Ein Herr hatte einen Diener, der ihm treu ergeben war. Eines Tages gab er dem Diener eine Melone, die reif und köstlich ausschaute, nachdem sie aufgeschnitten war. Der Diener aß ein Stück, dann noch eines und noch eines mit großem Genuss, bis fast die ganze Melone aufgegessen war. Sein Herr wunderte sich sehr darüber, dass sein Diener ihm nichts anbot. So nahm er das letzte Stück, probierte es und fand die Melone übermäßig bitter und ungenießbar. „Warum ist sie bitter? Fandest du es nicht so?“, fragte er den Diener. „Ja, mein Herr“, antwortete der Sklave, „sie war bitter und unangenehm, aber ich habe so viel Süßes von deinen Händen gekostet, dass eine bittere Melone nicht erwähnenswert war.“
Bitteres als Genuss zu ertragen ist nur möglich, wenn man schon auf eine gemeinsame (süße) Vergangenheit zurückblicken kann. Treue hat mit Erinnerung zu tun, mit der Gedächtnisfähigkeit des Menschen. Gedächtnis ist philosophisch betrachtet die Treue zu sich selbst. Die Identität, das „Ich bin“, entsteht nur aufgrund der erlebten Vergangenheit. Würden wir eines Morgens aufwachen und hätten wir unser Gedächtnis verloren, besäßen wir auch keine Identität mehr.

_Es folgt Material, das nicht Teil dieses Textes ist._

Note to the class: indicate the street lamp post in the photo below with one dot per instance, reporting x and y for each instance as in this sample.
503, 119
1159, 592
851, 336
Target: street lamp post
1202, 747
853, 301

„Die Treue ist Erinnerungstugend, und die Erinnerung selbst ist eine Tugend“, sagt André Comte Sponville in seinem Buch „Ermutigung zum unzeitgemäßen Leben“. Weiter lesen wir: „Wir sollen nicht allem und jedem treu sein, es wäre sonst keine Treue mehr, sondern Festhalten an Vergangenem, Borniertheit, Unbeweglichkeit, und die Treue sagt zu beidem gleichermaßen nein. Treue zum Bösen ist schlechte Treue und die Treue in Dummheit doppelte Dummheit.“
Halten wir also fest:
Treu kann nur jemand sein,
der eine Identität besitzt und Unterscheidungskraft hat.
Denn man muss wissen,
welcher Sache und welchem Menschen man treu sein will.
Die Inder nannten die Fähigkeit des Unterscheidens „Viveka“ und brachten sie mit der Intuition in Verbindung. „Viveka“ – so das indische Gleichnis – besitzt der schwarze Schwan „Kalahamsa“, der fähig ist, aus einem Töpfchen verdünnter Milch nur die Milch zu trinken und das Wasser zurückzulassen…
Die Philosophie lehrt aber auch, dass alles fließt, und dass man nicht zwei Mal in denselben Fluss steigen und nicht zwei Mal denselben Menschen lieben kann. Warum sollte man also ein Versprechen halten, wenn man heute nicht mehr der oder die von gestern ist? Weil die wahre, spirituelle Identität unveränderlich ist, was sich ändert, ist unsere Persönlichkeit, der sterbliche Mensch. Was bleibt, ist das Selbst, der göttliche Funke, die unsterbliche Seele.
Man darf – muss sogar – seine Meinungen und Ansichten ändern, wenn man dazugelernt hat. Das bedeutet Treue seinem Selbst gegenüber.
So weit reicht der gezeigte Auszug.